Admitting that the number of such incidents have taken place more often than usual, the State minister stated that the universities have even stated that differences in the composition of Propane and Butane leads to differences in pressure.
Commenting on the recent spate of incidents of exploding gas cylinders, the State Minister said it is impossible for authorities to reach a final decision on the cause for these events.
The State Minister said three reports were obtained from a private company identified as Intec, paid for by the Consumer Affairs Authority, and these relate to the recent gas cylinder explosions.
“The Colombo Gas Company was established in 1960. Various government bodies were vested with the responsibility of regulating gas, however, to date there has been no regulation on gas by a single government organization,” he revealed to the house.
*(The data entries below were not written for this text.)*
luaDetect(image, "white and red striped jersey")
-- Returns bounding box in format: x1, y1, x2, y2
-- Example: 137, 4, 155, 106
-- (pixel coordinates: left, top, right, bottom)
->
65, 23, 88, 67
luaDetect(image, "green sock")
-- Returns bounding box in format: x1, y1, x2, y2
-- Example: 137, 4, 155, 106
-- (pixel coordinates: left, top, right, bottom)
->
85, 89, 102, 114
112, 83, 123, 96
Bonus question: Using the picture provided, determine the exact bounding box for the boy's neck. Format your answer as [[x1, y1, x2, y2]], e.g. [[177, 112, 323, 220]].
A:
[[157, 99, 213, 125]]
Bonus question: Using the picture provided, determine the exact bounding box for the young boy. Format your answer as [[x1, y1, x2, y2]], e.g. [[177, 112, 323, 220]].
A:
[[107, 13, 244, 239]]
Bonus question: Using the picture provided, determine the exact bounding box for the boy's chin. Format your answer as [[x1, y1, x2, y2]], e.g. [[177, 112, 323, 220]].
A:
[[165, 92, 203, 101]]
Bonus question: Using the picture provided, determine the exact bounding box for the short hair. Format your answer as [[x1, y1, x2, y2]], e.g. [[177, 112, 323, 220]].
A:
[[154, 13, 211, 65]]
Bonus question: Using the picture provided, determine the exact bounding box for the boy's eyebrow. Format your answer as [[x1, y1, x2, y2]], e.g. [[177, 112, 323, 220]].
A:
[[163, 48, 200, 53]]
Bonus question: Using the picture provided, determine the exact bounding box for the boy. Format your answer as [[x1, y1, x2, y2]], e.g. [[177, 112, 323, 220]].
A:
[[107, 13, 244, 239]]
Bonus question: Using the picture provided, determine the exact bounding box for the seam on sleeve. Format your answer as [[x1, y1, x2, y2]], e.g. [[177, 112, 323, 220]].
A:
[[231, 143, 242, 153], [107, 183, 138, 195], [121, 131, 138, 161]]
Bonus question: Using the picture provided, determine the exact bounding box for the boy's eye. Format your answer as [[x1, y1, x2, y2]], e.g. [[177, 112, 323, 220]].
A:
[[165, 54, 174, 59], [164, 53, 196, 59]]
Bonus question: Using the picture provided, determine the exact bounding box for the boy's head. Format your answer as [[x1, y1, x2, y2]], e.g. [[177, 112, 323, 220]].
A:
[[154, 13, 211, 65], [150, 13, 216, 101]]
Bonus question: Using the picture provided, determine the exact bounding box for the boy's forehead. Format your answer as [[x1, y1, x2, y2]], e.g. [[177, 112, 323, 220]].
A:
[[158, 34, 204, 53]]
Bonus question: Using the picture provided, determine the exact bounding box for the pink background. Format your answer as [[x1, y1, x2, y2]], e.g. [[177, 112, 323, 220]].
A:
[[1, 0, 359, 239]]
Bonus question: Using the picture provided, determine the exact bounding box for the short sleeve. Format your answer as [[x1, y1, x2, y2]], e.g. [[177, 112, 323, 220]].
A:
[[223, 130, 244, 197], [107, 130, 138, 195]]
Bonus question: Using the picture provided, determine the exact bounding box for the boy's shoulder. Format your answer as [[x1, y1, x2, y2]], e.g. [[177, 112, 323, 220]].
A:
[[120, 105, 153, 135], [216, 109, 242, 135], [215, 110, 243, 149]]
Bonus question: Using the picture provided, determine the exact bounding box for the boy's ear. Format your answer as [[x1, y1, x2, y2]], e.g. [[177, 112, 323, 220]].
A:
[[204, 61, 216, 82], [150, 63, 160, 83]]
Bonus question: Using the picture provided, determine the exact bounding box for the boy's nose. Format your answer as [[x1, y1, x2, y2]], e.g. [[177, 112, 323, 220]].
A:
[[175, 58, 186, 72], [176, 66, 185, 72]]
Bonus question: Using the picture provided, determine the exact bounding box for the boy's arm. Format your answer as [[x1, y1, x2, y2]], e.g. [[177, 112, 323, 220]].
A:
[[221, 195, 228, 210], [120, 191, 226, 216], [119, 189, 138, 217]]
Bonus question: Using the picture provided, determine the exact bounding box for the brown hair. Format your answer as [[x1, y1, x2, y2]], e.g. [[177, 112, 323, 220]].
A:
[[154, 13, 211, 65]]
He admitted that the Consumer Affairs Authority, which comes under his ministry has not fulfilled all the conditions set by a gazette notification published in 2012.
He said the Consumer Affairs Authority has collected 12 samples of gas cylinders from the Ratnapura, Kurunegala, Gampaha, Galle, Kalutara, and Colombo areas to be investigated.
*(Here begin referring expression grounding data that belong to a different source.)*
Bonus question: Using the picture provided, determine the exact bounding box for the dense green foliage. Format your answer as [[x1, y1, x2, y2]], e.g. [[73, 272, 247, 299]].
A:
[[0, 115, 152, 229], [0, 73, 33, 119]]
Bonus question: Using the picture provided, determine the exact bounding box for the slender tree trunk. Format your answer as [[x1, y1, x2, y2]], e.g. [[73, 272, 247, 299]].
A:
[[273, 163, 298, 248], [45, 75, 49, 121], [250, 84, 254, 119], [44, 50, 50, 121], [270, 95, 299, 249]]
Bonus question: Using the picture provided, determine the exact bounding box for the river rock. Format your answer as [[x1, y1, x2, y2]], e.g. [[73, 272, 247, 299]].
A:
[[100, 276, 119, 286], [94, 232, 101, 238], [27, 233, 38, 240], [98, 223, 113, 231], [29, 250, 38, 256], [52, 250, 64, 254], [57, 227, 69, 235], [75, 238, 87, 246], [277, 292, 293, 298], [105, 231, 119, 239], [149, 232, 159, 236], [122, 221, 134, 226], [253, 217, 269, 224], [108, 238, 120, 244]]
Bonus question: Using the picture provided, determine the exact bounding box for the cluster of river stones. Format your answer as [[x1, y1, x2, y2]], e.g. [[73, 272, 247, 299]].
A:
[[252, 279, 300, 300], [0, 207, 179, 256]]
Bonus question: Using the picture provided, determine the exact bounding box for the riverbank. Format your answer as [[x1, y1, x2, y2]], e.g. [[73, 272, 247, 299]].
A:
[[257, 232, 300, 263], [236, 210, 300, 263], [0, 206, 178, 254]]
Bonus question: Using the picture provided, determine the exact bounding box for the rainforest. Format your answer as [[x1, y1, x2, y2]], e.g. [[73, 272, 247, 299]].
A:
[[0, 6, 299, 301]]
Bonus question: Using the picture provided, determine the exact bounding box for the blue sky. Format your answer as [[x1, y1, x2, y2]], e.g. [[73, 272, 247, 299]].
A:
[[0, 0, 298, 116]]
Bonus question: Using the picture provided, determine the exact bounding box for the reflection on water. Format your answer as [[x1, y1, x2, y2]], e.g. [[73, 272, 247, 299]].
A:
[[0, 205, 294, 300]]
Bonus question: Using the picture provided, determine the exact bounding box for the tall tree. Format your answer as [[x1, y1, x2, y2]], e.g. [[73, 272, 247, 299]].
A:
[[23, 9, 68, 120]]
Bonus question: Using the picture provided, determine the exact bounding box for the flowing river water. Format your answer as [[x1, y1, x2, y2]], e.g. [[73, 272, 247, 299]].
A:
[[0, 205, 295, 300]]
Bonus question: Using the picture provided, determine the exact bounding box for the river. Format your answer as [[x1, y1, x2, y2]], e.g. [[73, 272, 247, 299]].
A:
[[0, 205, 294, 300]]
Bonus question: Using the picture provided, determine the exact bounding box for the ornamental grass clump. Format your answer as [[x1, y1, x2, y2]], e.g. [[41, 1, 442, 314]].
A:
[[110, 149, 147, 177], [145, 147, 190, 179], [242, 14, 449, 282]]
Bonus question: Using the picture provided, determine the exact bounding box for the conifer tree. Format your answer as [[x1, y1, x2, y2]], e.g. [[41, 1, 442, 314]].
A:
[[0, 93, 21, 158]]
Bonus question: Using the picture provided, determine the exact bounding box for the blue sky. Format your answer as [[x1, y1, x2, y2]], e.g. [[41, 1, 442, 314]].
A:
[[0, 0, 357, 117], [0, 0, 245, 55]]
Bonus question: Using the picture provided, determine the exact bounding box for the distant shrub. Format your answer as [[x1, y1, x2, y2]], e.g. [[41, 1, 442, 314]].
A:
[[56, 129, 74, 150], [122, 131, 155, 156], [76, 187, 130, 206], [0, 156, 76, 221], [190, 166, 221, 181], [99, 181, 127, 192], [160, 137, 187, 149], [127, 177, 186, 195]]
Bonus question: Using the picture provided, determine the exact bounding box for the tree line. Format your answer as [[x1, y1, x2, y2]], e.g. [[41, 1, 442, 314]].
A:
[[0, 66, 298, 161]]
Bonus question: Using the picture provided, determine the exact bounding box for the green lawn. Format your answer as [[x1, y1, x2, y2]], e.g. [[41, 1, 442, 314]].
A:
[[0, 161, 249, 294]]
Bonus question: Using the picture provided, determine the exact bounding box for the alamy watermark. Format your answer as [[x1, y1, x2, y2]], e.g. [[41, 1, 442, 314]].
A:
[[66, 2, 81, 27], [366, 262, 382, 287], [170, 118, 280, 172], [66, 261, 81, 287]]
The samples were sent to the Ceylon Petroleum Corporation to be tested and the reports will be handed over to experts at the Moratuwa University for advice, he said.
Based on the advice, instructions will be issued for the necessary measures to be taken in this regard within the week, he added.
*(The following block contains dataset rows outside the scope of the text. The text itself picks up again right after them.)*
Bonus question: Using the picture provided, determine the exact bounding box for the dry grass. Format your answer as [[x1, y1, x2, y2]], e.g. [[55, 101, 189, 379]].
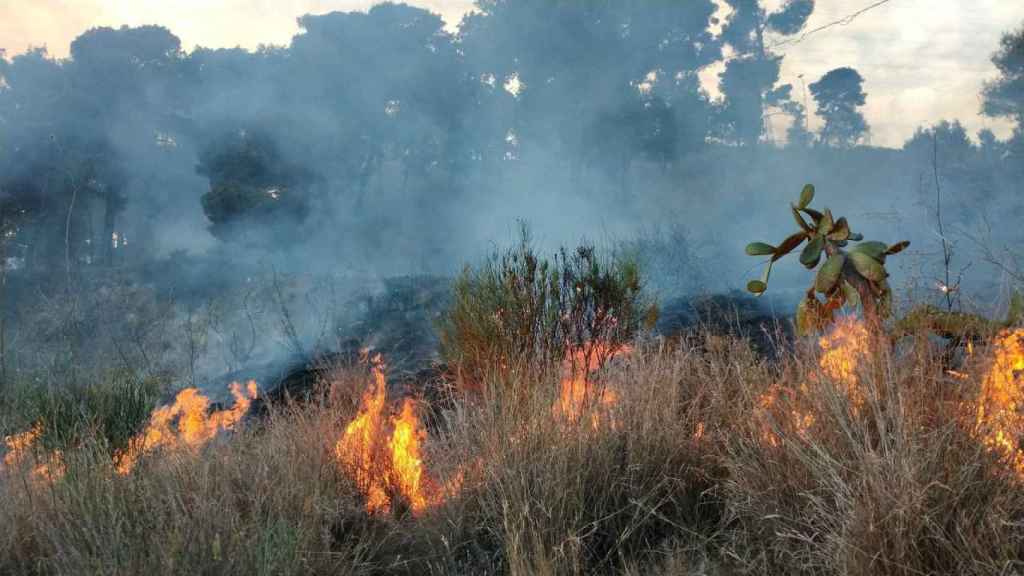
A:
[[2, 328, 1023, 575]]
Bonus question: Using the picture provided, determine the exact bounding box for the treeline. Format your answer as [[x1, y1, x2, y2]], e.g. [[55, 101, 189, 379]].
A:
[[0, 1, 1021, 287]]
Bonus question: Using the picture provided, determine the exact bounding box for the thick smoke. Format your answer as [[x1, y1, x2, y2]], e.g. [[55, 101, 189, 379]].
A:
[[0, 2, 1022, 388]]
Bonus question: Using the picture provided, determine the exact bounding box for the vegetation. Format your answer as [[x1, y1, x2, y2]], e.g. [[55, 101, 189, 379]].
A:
[[0, 369, 164, 455], [3, 320, 1024, 574], [2, 3, 1024, 575], [438, 227, 656, 391], [745, 184, 910, 334]]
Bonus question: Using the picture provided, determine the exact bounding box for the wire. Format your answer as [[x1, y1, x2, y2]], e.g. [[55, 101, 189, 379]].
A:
[[768, 0, 897, 51]]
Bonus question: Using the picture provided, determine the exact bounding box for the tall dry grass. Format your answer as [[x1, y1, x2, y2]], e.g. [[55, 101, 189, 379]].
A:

The State Minister admitted that there was no SLSI standard in the composition of Propane and Butane in domestic gas, adding that according to the SLSI there are no international standards for many countries with regard to the composition.
However, the universities believe that an increased composition affects the pressure inside the gas cylinders, he told the Parliament adding that it is not possible to reach a conclusive decision on the matter.